Hence a home built tower out of 3" PVC pipe.
I used a toilet ring for the base, I just cut it down with a jig saw and then sanded it smooth. If I could do it over I would have screwed the base under the particle board top you see and just cut a bigger hole in the particle board top and made the tower taller. But live & learn!
First attempt. I bought a stick of 3" black sch 40 PVC pipe. My first attempt is below, just a basic 3 tap tower. Yes there are three staggered holes, one high on the left, one middle center, & one low on the right. I installed this & it worked fine, it just wasn't 4 taps, and I would never be able to get a drip pan to cover all three taps.

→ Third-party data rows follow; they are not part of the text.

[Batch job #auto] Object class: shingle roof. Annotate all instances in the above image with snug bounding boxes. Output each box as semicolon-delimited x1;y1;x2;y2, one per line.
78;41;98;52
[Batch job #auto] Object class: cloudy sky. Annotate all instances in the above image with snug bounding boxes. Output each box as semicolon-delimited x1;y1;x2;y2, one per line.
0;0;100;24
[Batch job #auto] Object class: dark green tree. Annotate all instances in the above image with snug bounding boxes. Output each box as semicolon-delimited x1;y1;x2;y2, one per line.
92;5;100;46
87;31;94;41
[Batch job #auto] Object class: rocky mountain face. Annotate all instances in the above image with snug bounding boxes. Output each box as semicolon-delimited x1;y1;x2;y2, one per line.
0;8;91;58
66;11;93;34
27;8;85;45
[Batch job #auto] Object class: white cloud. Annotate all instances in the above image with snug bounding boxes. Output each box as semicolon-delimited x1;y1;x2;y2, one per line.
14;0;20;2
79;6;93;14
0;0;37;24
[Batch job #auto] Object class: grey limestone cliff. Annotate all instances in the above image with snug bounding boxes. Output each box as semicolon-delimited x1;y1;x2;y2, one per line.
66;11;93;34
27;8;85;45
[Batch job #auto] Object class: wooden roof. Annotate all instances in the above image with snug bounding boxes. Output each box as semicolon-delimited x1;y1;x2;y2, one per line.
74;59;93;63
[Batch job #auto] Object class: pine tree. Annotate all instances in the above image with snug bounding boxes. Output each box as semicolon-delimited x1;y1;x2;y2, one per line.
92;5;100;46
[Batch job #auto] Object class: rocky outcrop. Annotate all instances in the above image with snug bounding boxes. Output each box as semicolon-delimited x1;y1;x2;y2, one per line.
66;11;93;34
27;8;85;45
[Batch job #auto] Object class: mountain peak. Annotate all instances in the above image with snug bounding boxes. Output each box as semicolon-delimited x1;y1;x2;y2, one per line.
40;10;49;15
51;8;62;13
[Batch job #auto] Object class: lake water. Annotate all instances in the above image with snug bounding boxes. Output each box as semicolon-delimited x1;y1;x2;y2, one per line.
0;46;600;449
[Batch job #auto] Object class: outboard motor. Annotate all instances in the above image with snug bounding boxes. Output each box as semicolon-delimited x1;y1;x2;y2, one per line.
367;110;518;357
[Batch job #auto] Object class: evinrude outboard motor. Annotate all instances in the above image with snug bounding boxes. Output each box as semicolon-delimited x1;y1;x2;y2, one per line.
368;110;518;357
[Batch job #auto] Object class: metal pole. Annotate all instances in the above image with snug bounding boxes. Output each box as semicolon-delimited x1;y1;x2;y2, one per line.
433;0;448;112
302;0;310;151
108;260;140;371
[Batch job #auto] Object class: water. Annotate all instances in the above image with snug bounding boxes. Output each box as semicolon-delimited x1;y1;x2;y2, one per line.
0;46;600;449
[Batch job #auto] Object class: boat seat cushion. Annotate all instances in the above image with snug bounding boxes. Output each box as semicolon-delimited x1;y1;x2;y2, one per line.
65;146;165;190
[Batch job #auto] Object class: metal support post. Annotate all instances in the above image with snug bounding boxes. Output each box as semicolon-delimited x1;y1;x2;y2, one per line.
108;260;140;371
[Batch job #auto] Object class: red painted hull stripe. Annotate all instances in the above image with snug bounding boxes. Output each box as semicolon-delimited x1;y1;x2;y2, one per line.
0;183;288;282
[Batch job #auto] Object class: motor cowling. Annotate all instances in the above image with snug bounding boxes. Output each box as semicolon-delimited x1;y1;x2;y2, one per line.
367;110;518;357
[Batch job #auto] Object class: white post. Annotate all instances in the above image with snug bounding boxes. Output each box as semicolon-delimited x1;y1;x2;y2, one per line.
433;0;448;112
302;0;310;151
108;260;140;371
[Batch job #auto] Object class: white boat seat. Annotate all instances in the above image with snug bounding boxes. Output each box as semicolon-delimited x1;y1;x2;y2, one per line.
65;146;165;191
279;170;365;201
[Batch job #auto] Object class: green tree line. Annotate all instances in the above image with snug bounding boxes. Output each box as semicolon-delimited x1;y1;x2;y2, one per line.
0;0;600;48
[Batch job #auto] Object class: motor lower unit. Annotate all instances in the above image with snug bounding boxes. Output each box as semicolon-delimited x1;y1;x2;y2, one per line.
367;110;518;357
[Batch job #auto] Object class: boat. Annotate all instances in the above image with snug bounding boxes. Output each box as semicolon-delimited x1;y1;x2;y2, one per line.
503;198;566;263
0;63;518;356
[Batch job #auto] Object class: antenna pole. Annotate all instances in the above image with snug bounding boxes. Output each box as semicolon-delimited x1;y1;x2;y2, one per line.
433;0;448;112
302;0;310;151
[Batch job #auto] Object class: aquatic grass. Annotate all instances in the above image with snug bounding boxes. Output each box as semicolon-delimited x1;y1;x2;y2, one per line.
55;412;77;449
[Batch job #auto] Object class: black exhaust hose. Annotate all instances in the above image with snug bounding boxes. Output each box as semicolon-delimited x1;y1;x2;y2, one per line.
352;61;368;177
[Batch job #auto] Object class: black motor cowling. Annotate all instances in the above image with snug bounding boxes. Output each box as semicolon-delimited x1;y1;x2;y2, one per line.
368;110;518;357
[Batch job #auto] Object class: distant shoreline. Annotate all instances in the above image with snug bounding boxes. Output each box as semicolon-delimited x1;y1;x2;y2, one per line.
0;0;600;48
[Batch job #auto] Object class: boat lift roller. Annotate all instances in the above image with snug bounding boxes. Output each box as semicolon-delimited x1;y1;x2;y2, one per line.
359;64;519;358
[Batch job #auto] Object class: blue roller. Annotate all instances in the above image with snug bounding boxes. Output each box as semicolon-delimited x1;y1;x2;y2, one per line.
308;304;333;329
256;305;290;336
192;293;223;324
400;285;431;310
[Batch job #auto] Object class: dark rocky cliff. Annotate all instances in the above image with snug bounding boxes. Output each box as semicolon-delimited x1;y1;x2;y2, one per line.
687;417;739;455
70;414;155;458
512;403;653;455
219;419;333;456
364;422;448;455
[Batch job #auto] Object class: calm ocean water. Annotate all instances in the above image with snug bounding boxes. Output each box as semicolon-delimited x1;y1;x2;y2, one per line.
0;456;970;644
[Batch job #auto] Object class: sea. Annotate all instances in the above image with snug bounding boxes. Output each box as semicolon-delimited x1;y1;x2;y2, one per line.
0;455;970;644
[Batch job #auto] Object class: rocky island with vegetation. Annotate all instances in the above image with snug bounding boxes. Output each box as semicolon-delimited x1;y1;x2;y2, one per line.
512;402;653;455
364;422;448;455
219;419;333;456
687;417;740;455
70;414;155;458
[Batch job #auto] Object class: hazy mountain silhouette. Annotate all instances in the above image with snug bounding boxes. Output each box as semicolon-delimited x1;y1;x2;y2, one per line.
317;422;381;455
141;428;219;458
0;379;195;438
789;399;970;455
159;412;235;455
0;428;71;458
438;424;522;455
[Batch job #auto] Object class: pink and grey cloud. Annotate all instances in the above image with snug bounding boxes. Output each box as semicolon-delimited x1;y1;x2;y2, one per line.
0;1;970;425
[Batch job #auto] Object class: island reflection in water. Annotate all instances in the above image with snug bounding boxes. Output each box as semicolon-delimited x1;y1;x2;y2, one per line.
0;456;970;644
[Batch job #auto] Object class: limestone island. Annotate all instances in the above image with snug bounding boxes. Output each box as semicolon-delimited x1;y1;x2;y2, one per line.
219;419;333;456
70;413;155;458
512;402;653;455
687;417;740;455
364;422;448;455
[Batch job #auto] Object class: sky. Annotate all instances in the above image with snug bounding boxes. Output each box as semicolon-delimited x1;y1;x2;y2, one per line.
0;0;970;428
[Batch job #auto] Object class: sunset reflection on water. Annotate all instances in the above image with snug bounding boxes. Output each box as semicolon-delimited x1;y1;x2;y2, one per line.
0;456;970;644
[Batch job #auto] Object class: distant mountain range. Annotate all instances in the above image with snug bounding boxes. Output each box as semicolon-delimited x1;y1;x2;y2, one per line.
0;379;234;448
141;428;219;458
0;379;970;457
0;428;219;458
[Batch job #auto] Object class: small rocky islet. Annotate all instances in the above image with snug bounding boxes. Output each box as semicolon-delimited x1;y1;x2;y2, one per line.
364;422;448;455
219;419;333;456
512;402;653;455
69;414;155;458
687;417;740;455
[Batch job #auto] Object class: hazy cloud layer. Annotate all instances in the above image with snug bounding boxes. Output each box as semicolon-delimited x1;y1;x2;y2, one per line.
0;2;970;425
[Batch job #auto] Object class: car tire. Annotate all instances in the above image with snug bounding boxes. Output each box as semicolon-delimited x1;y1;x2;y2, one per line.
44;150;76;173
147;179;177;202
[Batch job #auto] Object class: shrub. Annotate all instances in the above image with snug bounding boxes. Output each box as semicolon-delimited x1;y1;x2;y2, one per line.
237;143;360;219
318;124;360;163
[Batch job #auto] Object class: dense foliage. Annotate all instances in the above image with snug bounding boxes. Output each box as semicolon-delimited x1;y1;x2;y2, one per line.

So on to the next attempt. I decided a tee configuration was what I needed. It was smaller then a U configuration ( which I had seen on this forum out of PVC) but would still support 4 taps (or more if you needed). I laid out the holes on my first Tee attempt, although not very straight. I used a hole saw and a hand drill to drill the holes. I decided I could do a better job on the hole alignment so I scrapped the first attempt ( or so I thought). After a little more accurate measuring and marking I came up with 4 much better aligned holes in my second attempt. I then went on to tackle the leg of the tee which would fit into the toilet ring screwed to my kegerator counter top. I needed a way to attach the tee leg to the tee top as securely as possible. I decided to half circles into the leg, thinking the tee top would fit together with the leg. It didn't! I ended up cutting several half circles in a few pieces of pipe at different depths to see what would work. I ended up making a template in order to get both sides exactly the same depth and distance apart.
Now was the tough part getting the top to fit with the bottom. I tried using a vise and pressure fitting the two together. That didn't work. So I decided to heat up the base a bit knowing PVC is pretty flexible when hot. Took a heat gun to the base and I was a little too aggressive on the first attempt, and kind of melted the PVC pipe a bit. But what I learned was that the hot PVC would spread out allowing the top to snugly fit in between the notches.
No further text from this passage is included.